Questo ruolo può essere utile nelle attuali contestazioni a tappeto nei confronti di pubbliche amministrazioni (nel Nord come al Sud), che emanano bandi di gara con il criterio del massimo ribasso. Il caso più recente è quello del Tar Lecce (sentenza n. 875 del 31 maggio 2017) che ha annullato un appalto di servizi legali indetto da un Comune non solo perché il bando prevedeva il criterio del prezzo più basso, ma anche perché non conteneva parametri idonei per formulare un’offerta consapevole. Innanzi il Tar pugliese, l’Ordine degli avvocati è stato estromesso dalla lite in quanto “genitore” comune di tutti i litiganti, mentre sono rimasti in giudizio i Giovani avvocati e la Camera amministrativa distrettuale. L’Ordine degli avvocati non si è potuto schierare a tutela delle posizioni dei singoli iscritti, anche perché una volta eliminato (articolo 2 Dl 223/2006) il limite inferiore delle tariffe, è venuto meno (Consiglio di Stato pronuncia n. 238/2015) anche il generico parametro del “decoro”.
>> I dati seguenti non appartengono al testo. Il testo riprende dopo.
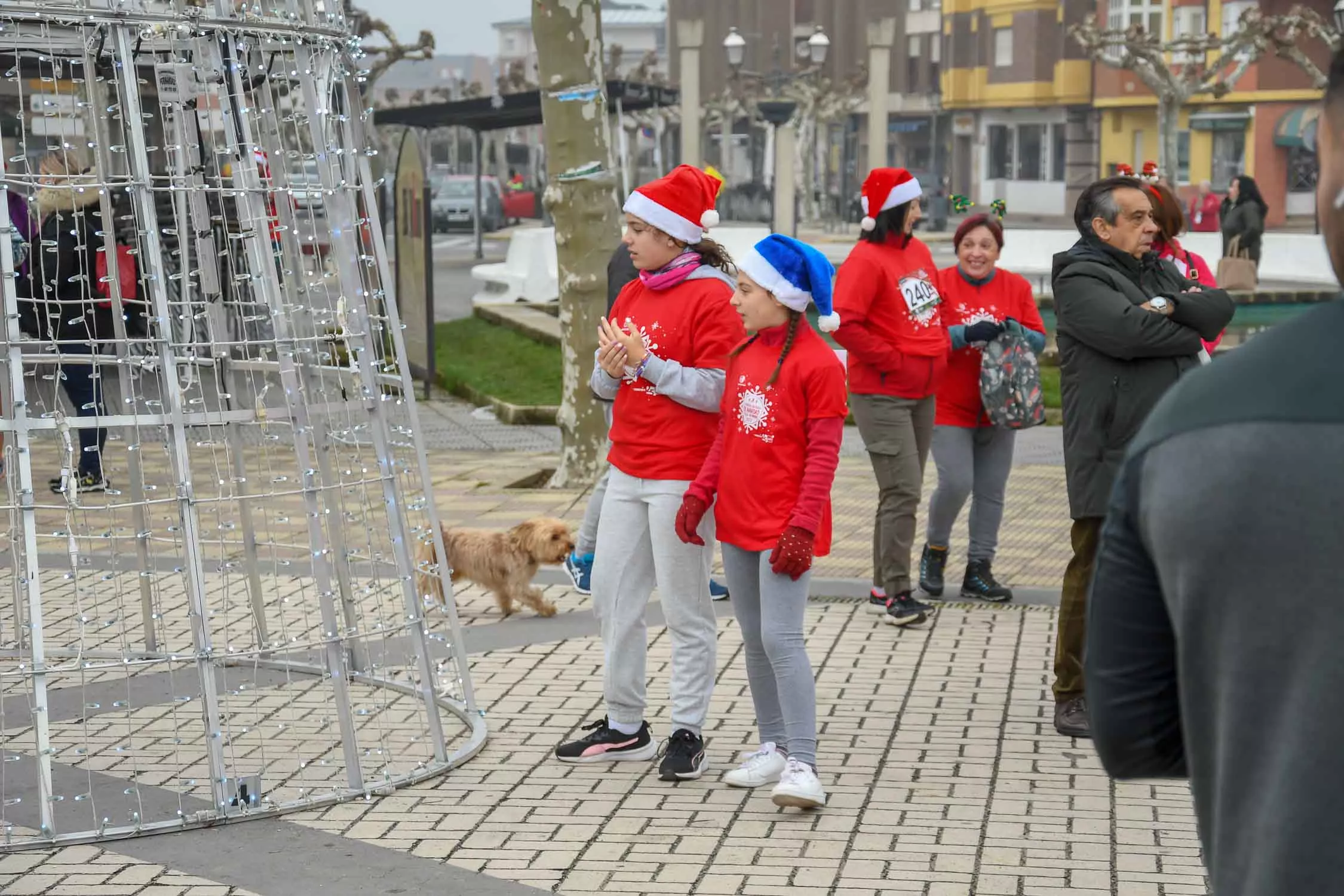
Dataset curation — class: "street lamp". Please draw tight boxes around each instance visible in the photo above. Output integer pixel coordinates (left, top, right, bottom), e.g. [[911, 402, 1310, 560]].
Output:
[[723, 27, 828, 234]]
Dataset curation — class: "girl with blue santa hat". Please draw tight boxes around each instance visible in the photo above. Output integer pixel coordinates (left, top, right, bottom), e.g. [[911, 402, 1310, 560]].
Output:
[[676, 234, 848, 809]]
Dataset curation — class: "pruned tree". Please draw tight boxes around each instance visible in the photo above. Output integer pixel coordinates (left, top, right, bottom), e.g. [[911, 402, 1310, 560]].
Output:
[[1069, 7, 1339, 174], [532, 0, 621, 487]]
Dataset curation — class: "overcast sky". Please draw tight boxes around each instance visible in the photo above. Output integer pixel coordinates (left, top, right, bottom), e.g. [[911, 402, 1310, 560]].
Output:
[[379, 0, 532, 56]]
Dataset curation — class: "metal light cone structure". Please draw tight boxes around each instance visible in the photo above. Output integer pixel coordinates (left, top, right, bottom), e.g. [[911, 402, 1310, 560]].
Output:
[[0, 0, 487, 849]]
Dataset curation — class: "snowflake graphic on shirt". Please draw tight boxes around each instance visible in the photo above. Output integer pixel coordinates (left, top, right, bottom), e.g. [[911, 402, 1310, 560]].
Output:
[[738, 375, 774, 443]]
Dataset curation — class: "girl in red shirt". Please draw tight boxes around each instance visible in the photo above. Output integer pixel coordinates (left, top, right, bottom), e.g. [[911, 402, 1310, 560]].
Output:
[[834, 168, 947, 625], [919, 215, 1046, 600], [555, 165, 746, 781], [676, 234, 848, 809]]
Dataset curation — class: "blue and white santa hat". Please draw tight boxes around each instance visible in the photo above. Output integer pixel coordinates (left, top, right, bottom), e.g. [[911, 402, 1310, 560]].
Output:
[[738, 234, 840, 333]]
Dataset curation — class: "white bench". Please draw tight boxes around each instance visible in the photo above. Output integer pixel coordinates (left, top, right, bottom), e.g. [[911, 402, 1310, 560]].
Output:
[[472, 227, 560, 305]]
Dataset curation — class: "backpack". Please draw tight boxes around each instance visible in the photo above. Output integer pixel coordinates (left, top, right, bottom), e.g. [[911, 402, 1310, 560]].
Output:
[[93, 243, 140, 308], [980, 330, 1046, 430]]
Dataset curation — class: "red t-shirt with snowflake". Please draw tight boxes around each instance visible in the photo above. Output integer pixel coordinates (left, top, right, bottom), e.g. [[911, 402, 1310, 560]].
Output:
[[607, 277, 746, 480], [934, 265, 1046, 427], [714, 323, 849, 557]]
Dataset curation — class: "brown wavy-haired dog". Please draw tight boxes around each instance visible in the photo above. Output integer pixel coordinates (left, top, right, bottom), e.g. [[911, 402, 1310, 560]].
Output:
[[415, 516, 574, 616]]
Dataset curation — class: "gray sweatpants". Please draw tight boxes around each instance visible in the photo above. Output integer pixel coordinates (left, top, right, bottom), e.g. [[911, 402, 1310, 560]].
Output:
[[574, 401, 612, 556], [593, 468, 718, 735], [926, 426, 1017, 563], [723, 544, 817, 766]]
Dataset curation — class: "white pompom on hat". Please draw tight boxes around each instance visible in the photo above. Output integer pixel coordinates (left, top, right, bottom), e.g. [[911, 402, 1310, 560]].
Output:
[[859, 168, 923, 230], [738, 234, 840, 333], [625, 165, 723, 244]]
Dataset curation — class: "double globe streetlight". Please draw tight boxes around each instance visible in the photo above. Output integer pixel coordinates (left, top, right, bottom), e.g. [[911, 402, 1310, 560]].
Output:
[[723, 24, 823, 234]]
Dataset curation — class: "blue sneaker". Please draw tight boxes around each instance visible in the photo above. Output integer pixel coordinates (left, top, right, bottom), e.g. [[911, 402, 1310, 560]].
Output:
[[564, 551, 593, 594]]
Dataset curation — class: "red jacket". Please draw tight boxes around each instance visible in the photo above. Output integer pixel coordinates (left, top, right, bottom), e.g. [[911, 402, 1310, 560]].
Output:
[[934, 265, 1046, 428], [832, 237, 947, 398], [1189, 194, 1222, 234]]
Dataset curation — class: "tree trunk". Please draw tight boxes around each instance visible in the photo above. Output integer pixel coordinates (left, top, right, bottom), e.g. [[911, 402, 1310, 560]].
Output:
[[1156, 93, 1180, 184], [532, 0, 621, 487]]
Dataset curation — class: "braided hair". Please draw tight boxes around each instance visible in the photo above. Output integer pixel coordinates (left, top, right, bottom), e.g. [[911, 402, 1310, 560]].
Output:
[[729, 308, 802, 385]]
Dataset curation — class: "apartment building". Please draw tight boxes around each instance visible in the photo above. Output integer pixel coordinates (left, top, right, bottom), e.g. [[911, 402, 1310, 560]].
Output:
[[1094, 0, 1333, 226]]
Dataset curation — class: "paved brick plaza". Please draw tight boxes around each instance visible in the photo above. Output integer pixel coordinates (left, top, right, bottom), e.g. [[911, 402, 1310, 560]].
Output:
[[0, 403, 1205, 896]]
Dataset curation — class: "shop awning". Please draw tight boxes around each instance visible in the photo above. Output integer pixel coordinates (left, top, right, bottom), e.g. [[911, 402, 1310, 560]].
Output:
[[1274, 103, 1321, 152], [1189, 110, 1251, 130]]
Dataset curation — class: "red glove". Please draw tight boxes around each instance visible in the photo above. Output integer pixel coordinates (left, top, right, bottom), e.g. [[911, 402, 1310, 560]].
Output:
[[770, 525, 817, 582], [676, 495, 710, 547]]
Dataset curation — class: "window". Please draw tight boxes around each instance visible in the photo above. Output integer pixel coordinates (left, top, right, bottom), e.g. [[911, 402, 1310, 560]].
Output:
[[1172, 7, 1207, 63], [995, 28, 1012, 69], [1106, 0, 1164, 39], [1050, 124, 1069, 180], [1211, 130, 1246, 191], [988, 125, 1014, 180], [1017, 125, 1050, 180]]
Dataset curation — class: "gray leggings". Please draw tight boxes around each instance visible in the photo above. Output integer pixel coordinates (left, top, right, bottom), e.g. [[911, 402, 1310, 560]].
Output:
[[723, 544, 817, 766], [926, 426, 1017, 563]]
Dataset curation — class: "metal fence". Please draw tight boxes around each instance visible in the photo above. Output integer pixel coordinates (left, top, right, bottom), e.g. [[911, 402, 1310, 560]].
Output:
[[0, 0, 485, 849]]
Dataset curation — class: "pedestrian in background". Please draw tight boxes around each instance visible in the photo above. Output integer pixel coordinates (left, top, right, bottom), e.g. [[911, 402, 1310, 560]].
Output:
[[1220, 174, 1269, 268], [1051, 176, 1232, 738], [676, 234, 849, 809], [834, 168, 947, 625], [555, 165, 745, 781], [919, 215, 1046, 600], [1087, 53, 1344, 896]]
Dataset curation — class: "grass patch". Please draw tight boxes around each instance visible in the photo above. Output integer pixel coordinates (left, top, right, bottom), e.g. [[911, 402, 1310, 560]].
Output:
[[434, 317, 562, 404], [1041, 364, 1059, 407]]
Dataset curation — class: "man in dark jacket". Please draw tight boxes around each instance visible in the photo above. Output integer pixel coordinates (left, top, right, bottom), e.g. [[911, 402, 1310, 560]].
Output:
[[1087, 54, 1344, 896], [1053, 177, 1232, 738]]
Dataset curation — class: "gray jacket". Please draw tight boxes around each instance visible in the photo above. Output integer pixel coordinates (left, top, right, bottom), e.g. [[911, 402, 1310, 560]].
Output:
[[1053, 237, 1234, 520], [1086, 301, 1344, 896]]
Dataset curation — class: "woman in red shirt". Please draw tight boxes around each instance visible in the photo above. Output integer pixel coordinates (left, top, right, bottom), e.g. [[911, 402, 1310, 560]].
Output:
[[555, 165, 746, 781], [1146, 184, 1223, 361], [919, 215, 1046, 600], [676, 234, 848, 809], [834, 168, 947, 625]]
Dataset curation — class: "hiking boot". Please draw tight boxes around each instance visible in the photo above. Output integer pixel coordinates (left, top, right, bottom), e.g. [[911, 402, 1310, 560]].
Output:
[[867, 588, 887, 614], [1055, 697, 1091, 738], [919, 544, 947, 598], [961, 560, 1012, 603], [882, 591, 933, 626]]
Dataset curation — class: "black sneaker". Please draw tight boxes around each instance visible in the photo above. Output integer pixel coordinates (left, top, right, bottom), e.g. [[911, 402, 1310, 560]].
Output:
[[659, 728, 710, 781], [555, 716, 659, 763], [961, 560, 1012, 603], [47, 473, 108, 495], [869, 588, 887, 612], [882, 591, 933, 626], [919, 544, 947, 598]]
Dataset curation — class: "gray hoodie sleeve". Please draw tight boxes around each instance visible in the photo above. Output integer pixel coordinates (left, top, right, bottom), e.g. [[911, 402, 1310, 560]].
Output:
[[589, 352, 621, 401], [640, 355, 726, 414]]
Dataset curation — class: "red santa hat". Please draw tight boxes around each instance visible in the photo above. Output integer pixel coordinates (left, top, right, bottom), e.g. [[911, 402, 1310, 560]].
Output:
[[625, 165, 723, 244], [859, 168, 923, 230]]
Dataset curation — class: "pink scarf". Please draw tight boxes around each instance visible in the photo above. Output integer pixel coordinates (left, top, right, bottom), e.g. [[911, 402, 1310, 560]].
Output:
[[640, 248, 700, 290]]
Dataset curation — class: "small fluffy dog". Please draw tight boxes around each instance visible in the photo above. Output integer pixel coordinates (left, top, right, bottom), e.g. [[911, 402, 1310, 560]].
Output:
[[415, 516, 574, 616]]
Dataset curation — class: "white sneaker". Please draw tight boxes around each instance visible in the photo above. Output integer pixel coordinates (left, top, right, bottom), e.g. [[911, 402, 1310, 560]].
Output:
[[723, 744, 785, 787], [770, 759, 827, 809]]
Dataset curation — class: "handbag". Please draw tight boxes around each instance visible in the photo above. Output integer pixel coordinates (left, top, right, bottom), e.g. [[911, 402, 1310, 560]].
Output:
[[1218, 237, 1259, 291]]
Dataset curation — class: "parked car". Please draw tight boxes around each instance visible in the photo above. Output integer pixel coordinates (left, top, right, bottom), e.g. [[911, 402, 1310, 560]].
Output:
[[430, 174, 505, 232]]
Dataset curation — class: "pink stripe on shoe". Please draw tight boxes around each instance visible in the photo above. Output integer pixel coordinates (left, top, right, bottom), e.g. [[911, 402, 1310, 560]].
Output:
[[579, 738, 640, 759]]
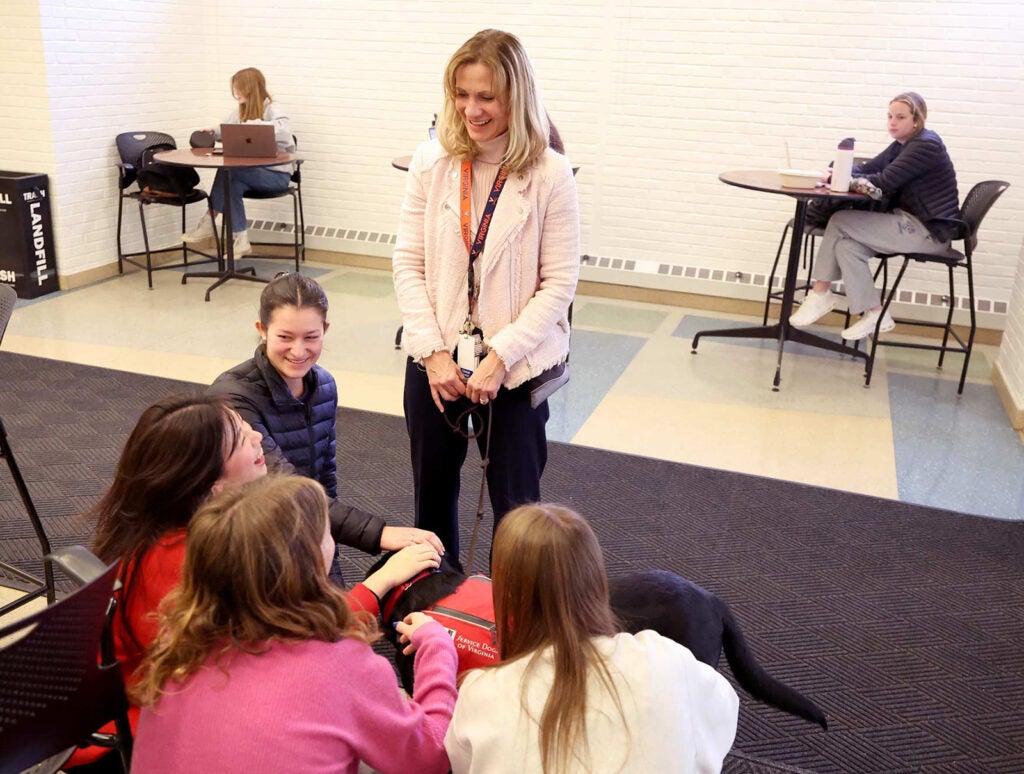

Per la Cassa di previdenza, invece, vi è un concreto interesse a che le prestazioni (base del calcolo dei contributi previdenziali) siano ragionevolmente determinate. In concreto, quindi, anche gli interessi della Cassa sono stati tutelati perché la gara per affidare la gestione del contenzioso e il supporto giuridico-legale a vari uffici è coerente al Codice dei contratti (decreto legislativo, 50/2016, articoli 17 e 140). Tuttavia gli enti pubblici non possono prevedere l’aggiudicazione con il criterio del prezzo più basso, perché tale criterio non è compatibile con le disposizioni dell’articolo 95 del decreto n. 50: la scelta del professionista che offra il prezzo più basso è ammissibile solo in presenza di prestazioni ripetitive ovvero standardizzate, connotati questi rari dell’attività legale che invece si caratterizza proprio per la peculiarità e specificità di ciascuna questione. Le gare vanno quindi aggiudicate con il criterio del miglior rapporto qualità/prezzo, e di conseguenza non saranno più possibili incarichi autonomi, nella quantificazione del corrispettivo, dalla tipologia o quantità del contenzioso, ad esempio tenendo presente l’entità delle spese legali dell’ente pubblico in anni precedenti.
Stesso ragionamento, ostile a prezzi stracciati, emerge da pronunce che offrono tutela legale a soggetti pubblici basandosi sulle sole “spese vive”, confidando nella condanna dell’avversario «che verosimilmente sarà soccombente» (Tar Milano, 19 aprile 2017, n. 902). In poche parole, la competizione al ribasso tra professionisti nuoce sia ai concorrenti che alla collettività e agli accantonamenti previdenziali.